Normally I hear all kinds of reports from folks who ventured out, but this year has been mostly silent. After some prompting on the Facebook page, we did get some reports from folks who visited Linn’s (seemed like less actors than normal) and Tormented Souls (no lines). I’d look up some of the other comments, but Facebook is currently offline so I can’t get to that page. Thank goodness websites are still a thing 😉

Haunted Barnless

Haunted Barn’s new expanded outdoor section for 2021.

In the meantime, the Ankeny Haunted Barn continues to be a no-go in spite of a petition (requested by the governor’s office for some reason?) and now a GoFundMe to help raise support for relocating the barn for next year.

Waukeeless

The long-running Waukee Haunted House is also a no go for this season, with the decision to skip this year made back in August.

Covidity

While Covid-19 concerns do seem less this year, it is clear that there is still a significant portion of the population that is being cautious. Some haunts have had struggles finding enough actors, but that should come as no surprise since most places seem to have “Now Hiring” signs on display.

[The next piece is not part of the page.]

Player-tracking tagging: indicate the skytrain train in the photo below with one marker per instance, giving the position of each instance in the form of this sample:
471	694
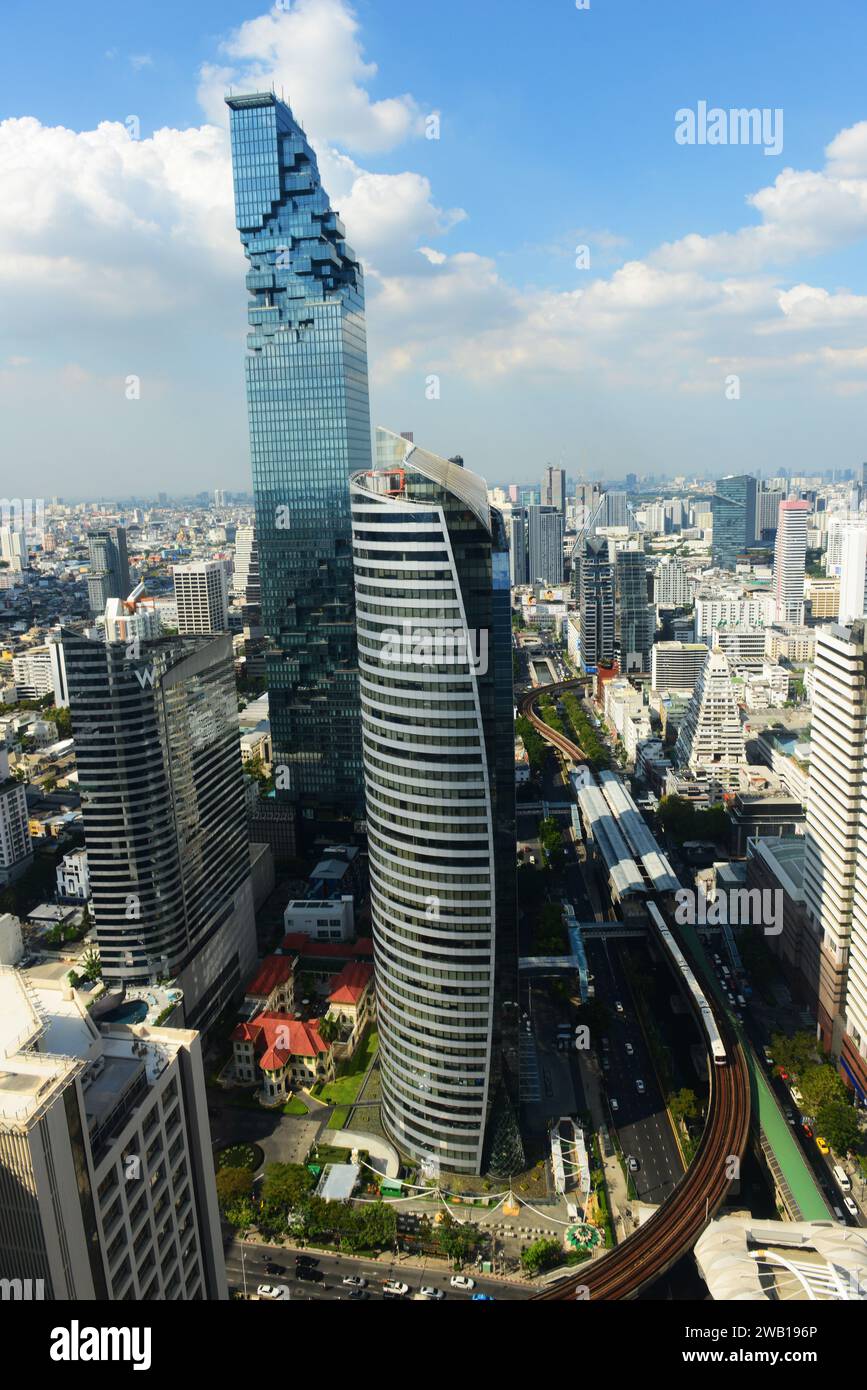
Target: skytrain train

Other forms of entertainment, such as movie theaters, are seeing crowds return, but still not to the level they were before the shutdowns last year. This can no longer be blamed on the lack of content to watch since multiple Marvel movies and other “blockbusters” have come out.

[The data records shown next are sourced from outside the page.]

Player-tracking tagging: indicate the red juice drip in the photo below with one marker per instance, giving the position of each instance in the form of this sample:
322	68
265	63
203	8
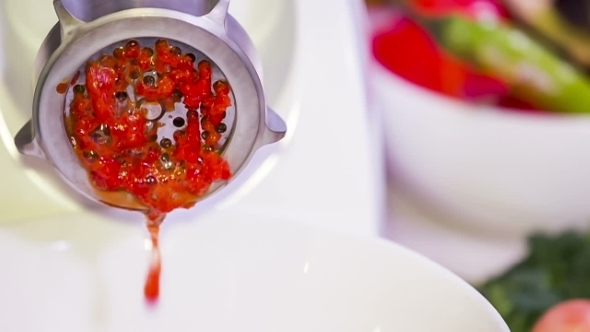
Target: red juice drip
152	283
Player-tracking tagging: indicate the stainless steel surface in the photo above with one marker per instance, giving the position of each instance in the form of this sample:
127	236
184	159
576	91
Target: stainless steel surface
87	27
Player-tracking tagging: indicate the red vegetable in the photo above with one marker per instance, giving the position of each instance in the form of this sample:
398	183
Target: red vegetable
569	316
115	139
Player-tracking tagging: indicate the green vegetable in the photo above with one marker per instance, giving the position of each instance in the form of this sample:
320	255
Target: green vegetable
534	73
556	269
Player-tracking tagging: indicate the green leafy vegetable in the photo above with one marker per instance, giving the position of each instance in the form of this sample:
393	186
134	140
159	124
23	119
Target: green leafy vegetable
557	268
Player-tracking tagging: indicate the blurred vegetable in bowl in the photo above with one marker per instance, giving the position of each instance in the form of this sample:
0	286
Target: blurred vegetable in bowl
466	46
537	292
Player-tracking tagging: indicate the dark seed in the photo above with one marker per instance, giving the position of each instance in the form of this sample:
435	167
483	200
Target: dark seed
177	94
132	43
175	50
178	122
150	180
161	42
149	80
90	156
118	52
192	114
166	143
148	51
221	128
79	89
105	129
121	96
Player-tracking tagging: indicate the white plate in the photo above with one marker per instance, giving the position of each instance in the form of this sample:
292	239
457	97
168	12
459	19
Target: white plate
228	271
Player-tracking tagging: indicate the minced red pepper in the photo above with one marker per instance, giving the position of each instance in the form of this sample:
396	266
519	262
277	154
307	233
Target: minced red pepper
117	143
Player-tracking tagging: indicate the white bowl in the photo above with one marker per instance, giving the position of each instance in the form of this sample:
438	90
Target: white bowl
492	170
228	271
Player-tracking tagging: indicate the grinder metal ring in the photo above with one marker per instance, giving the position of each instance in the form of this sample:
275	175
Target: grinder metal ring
88	28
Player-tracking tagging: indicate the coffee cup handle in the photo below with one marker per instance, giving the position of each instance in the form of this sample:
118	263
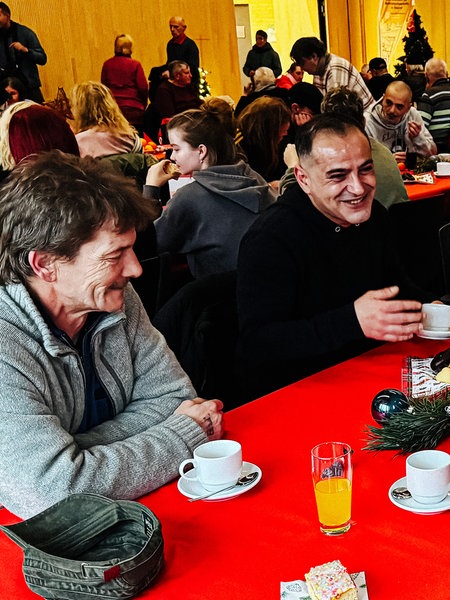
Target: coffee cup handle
185	463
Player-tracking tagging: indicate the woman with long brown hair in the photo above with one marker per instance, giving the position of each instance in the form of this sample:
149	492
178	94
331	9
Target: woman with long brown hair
261	127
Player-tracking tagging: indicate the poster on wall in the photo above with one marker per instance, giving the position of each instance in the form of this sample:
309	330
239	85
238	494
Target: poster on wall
392	18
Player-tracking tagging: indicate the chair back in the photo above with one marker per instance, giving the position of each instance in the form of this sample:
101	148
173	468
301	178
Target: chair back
200	325
415	227
444	245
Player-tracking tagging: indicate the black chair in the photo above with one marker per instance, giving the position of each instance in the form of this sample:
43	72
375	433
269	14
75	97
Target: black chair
155	285
200	325
444	244
415	227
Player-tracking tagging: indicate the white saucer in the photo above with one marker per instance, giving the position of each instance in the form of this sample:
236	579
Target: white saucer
429	334
193	488
413	506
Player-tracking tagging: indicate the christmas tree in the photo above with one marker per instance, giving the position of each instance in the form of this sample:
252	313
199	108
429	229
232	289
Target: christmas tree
416	46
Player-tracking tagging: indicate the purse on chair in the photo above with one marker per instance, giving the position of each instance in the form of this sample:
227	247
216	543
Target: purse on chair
88	546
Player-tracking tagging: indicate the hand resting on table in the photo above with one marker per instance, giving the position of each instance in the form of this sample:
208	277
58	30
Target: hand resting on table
388	320
206	413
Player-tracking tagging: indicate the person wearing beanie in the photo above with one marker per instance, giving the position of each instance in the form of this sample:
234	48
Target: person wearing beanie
380	77
434	104
330	71
262	55
304	101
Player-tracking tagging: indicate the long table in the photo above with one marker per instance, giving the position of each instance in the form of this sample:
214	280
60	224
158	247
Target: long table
420	191
243	548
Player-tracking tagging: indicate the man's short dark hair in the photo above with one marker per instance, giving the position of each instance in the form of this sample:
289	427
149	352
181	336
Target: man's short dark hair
55	202
343	101
330	123
175	67
377	63
306	95
306	47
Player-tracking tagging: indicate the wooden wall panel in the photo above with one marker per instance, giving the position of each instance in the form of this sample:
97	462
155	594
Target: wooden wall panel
78	37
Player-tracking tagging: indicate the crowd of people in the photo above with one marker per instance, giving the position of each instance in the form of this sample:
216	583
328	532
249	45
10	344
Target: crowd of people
286	191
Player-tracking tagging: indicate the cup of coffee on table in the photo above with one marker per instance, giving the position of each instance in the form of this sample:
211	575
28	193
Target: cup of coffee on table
428	476
436	317
217	464
443	168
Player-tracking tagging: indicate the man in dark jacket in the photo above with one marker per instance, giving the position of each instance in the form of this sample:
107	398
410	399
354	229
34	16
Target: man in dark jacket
318	278
380	77
262	55
20	53
180	47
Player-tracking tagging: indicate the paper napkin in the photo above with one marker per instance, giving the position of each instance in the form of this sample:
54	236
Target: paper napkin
297	590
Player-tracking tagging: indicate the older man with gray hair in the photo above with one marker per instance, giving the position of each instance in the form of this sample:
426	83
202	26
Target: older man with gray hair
434	104
91	398
394	122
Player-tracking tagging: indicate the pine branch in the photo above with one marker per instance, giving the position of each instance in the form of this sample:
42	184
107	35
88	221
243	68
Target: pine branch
423	427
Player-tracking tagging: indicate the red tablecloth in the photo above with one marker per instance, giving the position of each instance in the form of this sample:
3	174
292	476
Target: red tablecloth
242	548
419	191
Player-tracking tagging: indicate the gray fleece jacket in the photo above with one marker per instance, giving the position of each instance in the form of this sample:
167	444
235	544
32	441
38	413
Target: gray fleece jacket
207	218
396	135
42	458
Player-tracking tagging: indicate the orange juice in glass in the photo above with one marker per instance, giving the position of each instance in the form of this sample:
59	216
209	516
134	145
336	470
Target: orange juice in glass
332	480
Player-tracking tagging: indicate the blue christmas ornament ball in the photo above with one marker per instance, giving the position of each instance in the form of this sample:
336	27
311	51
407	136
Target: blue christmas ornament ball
387	403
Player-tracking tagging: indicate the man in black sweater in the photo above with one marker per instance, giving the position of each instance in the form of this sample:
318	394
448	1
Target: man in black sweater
318	277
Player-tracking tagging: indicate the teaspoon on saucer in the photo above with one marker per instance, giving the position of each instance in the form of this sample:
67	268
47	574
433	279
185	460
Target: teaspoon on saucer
401	493
242	481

Let’s hope for enough safe support for the haunts this year that we won’t lose any of them.

Your thoughts?

Be sure to leave a review for any haunt you visit this season. This is a new feature of DMHauntedHouses, and one that has only been tried a few times so I’m not 100% it fully works.

Give it a shot.

Then check back for more updates as the season progresses…

2021 Season…

Some quick updates on the 2021 season.

As expected, things are moving very slowly this year due to ongoing Covid-19 concerns. Haunts I have heard from so far include:

  • Ames Haunted Forest – will be operating.
  • Ankeny Haunted Barn – will NOT be operating, as of an announcement they made on 9/28/2021. The City of Ankeny denied their special event permit this year.
  • Linn’s Supermarket Haunted House – will be operating.
  • ScareDSM – a new haunted house, to be added to the site soon.
  • Slaughterhouse – will be operating.
  • Tormented Souls Haunt and Scream Park – will be operating.
  • Trail of Terror – will be operating.

Other haunts are either not operating, or have not contacted DMHH to help sponsor this site and be listed here.

Site updates coming by opening haunt season the first weekend of October…

2021 Haunt Season Preview

So far, we have heard from…

  • Ankeny Haunted Barn
  • Linn’s Supermarket Haunted House
  • Slaughterhouse
  • Tormented Souls Haunt
  • Trail of Terror (Baxter)

In this list are two haunts that did not operate last season. We are off to a good start.

Initial site updates began today, but full information won’t be added until later.

No Trail of Terror this year :(

The Baxter, Iowa fundraiser event, Trail of Terror, will not be happening this year. According to a post on their Facebook page today:

“Baxter Fun Days Trail of Terror is cancelled this year due to the Park is unavailable due to Covid!

We will be back bigger and stronger 2021″

Baxter Fun Days Trail of Terror Facebook Page

This is a bummer because it’s easily the largest and longest haunted attraction in our region, thanks to using a 3/4 mile trail and up to fifty of local volunteers.

We look forward to screaming in the woods in 2021!